Company credit reports are also used to assess your company’s credibility for business loans. Insurance firms may also use these reports as part of the risk management process for a business.
Why should I run a business check?
When you run a business check using a company credit report, it helps mitigate the financial risk associated with extending credit. It is a part of financial due diligence before doing business with another company.
Here are some reasons why you need to run a business check:
Find out what potential customers or suppliers think of your business
Running a company credit check on your own company helps you see what potential customers and suppliers see. This will help when you’re pitching for new business and partnerships.
Keeping track of your company credit score will also help you manage and improve your business credit. This can help you obtain the funding you need to expand your business and maintain creditworthiness. It also helps you monitor your report for potential errors or inaccuracies including fraud.

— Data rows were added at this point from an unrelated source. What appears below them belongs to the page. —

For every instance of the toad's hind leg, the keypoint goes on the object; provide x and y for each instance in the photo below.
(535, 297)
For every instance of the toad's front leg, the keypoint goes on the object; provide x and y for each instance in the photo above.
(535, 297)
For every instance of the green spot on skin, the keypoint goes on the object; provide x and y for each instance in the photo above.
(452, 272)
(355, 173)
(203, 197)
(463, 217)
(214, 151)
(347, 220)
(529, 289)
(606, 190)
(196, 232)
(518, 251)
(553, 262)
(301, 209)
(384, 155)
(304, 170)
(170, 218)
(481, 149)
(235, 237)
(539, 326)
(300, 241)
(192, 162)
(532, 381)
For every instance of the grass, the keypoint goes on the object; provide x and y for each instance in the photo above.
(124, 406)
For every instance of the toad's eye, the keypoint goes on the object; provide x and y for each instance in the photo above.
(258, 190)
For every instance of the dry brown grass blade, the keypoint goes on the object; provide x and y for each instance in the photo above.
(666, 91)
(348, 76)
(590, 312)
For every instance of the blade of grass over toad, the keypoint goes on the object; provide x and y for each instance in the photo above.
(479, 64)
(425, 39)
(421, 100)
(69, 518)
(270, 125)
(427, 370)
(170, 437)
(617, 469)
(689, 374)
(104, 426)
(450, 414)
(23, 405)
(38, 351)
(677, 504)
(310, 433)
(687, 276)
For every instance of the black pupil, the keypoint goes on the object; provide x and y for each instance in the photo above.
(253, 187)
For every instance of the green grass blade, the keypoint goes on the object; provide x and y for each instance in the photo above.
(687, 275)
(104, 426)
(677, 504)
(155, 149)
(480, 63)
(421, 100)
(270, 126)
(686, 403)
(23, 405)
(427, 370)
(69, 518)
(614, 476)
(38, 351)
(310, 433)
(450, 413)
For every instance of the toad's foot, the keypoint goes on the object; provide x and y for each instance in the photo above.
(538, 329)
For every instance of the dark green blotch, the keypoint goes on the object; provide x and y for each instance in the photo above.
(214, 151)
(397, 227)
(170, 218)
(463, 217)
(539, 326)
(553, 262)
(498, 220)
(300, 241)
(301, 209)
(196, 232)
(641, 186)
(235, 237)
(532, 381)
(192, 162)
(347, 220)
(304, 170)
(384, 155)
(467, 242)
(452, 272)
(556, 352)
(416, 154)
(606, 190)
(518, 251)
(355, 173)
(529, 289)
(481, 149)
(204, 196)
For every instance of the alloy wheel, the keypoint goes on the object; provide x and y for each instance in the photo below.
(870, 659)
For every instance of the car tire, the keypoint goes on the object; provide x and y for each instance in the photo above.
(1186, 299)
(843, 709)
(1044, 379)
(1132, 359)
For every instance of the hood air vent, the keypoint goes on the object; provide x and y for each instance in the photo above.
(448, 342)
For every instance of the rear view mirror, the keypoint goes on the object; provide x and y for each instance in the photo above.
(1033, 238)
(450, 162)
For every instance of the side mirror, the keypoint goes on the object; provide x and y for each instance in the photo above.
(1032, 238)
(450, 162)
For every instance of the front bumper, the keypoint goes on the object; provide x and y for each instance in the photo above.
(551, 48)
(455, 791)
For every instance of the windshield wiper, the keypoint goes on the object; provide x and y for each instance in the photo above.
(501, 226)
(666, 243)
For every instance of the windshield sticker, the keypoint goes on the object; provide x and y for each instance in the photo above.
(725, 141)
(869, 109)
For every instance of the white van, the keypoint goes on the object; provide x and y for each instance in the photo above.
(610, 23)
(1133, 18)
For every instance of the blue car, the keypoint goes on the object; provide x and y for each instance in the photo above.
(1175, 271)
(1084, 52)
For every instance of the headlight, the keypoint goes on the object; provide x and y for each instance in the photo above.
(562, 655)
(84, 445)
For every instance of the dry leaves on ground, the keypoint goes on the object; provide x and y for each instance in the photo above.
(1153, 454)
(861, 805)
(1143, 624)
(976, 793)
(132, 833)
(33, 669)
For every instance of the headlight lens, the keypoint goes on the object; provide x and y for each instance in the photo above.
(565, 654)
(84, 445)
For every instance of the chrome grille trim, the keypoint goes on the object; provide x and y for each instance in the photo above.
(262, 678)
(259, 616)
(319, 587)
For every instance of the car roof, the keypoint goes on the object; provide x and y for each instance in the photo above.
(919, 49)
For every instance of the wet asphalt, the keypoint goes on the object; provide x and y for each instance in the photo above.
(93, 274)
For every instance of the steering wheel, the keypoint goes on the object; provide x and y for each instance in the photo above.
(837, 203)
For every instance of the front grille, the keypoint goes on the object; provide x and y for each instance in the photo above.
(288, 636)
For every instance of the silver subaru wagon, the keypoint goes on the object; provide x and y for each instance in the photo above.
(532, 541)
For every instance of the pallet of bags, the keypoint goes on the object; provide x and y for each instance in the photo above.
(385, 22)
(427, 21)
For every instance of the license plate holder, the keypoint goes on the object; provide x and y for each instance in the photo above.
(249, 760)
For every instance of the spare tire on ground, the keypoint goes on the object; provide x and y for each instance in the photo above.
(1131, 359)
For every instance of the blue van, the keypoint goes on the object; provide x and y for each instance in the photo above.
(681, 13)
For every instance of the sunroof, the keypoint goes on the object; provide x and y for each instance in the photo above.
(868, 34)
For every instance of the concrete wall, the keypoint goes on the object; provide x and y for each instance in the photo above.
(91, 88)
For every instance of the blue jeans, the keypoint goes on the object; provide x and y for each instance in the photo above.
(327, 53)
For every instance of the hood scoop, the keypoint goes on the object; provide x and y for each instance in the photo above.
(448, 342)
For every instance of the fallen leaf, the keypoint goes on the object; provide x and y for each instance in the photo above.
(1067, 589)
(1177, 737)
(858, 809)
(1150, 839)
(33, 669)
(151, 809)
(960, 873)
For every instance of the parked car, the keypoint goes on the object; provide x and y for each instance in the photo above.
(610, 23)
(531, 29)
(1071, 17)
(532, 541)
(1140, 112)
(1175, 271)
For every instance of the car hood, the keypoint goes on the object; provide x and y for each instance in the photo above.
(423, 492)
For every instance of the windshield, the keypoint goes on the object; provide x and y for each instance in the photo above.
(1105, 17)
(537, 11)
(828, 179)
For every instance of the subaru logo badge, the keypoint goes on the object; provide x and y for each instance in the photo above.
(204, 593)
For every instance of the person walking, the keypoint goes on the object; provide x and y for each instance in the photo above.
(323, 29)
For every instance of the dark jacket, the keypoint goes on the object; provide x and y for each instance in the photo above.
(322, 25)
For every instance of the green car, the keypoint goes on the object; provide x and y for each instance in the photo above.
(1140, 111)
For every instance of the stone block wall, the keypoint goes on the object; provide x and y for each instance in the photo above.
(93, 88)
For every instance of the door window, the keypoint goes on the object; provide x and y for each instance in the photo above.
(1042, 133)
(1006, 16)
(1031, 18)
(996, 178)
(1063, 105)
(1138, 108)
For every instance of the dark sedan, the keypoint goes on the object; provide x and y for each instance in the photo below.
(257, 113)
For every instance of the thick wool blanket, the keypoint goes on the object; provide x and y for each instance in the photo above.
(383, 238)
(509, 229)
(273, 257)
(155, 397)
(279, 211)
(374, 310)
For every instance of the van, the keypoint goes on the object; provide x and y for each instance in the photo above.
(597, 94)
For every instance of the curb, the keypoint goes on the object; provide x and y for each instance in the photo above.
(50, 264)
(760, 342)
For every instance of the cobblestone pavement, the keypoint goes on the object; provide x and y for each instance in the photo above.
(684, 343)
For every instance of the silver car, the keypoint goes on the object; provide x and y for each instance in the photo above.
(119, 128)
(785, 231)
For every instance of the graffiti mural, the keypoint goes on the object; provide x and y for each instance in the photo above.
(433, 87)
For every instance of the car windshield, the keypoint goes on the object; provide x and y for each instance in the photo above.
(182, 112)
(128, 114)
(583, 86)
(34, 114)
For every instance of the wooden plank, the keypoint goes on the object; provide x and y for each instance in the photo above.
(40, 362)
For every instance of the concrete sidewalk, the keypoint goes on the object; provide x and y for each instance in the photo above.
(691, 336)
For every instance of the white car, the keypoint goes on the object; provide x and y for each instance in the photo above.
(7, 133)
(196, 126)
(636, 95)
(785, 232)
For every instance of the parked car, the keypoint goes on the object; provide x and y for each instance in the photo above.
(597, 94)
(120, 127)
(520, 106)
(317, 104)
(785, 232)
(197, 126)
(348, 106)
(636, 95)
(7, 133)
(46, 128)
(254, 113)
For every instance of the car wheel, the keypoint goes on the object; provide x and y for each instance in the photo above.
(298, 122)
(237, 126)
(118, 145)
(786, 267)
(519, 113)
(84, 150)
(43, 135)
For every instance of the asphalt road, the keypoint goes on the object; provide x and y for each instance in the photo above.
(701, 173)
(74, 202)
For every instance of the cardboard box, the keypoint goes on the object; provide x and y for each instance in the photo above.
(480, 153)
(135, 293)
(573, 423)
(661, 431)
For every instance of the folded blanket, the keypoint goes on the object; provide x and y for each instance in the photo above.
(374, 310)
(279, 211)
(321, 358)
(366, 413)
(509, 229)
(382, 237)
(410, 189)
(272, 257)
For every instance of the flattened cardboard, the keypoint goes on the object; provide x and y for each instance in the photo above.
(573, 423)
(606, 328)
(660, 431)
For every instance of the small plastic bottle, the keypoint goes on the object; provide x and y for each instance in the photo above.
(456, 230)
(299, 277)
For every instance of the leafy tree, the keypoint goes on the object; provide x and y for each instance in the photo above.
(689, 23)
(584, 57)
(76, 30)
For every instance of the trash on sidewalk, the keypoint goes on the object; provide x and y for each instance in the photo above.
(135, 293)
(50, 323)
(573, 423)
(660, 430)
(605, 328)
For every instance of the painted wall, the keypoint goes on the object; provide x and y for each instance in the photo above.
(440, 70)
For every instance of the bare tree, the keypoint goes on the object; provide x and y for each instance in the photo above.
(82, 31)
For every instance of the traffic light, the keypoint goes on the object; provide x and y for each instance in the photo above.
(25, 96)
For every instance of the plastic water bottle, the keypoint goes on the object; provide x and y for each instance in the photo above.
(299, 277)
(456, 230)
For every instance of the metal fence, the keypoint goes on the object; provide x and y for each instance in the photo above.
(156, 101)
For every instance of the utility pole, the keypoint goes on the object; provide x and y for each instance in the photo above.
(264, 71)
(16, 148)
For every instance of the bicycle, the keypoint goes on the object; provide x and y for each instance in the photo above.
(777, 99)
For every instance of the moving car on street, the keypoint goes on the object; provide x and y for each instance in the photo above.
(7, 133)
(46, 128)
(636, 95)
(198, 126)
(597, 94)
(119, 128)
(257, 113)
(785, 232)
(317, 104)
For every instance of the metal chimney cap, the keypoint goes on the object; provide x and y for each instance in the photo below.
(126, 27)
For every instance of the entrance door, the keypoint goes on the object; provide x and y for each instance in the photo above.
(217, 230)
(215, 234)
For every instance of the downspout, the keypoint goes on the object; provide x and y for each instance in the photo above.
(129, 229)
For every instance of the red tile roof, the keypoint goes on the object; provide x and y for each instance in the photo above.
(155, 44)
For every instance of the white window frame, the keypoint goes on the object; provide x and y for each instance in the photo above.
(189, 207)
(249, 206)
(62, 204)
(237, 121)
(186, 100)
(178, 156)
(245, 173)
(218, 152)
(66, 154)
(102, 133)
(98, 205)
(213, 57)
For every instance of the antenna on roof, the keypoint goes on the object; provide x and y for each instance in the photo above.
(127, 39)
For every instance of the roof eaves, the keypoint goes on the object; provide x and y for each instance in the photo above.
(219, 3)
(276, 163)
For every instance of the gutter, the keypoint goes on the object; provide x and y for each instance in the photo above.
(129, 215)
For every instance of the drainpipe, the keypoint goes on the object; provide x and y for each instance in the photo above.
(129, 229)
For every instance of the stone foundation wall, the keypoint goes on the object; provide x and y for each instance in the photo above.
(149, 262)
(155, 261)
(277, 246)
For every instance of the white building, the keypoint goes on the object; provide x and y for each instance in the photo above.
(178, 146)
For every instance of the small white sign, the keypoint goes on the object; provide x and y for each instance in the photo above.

Avoid working with fraudulent companies
You should always check that a company is legitimate before doing business with them. This does not mean just checking their website and telephone number works. All limited companies should be registered at Companies House and will have a company number. You can view scanned copies of Companies House documents to verify a business and check the directors match up to who you’re dealing with face to face.
Avoid making bad credit decisions
You should always assess the financial risk of doing business with any company whether you are working with or extending credit to them. Company credit reports can help you do this. You will be able to obtain the financial background information on a business, including a company’s payment behaviour, judgements, liens and bankruptcies.
If you find that the company in question is a financial risk, you’ll be able to make a smarter decision about the pros and cons of moving forward with a potential partnership.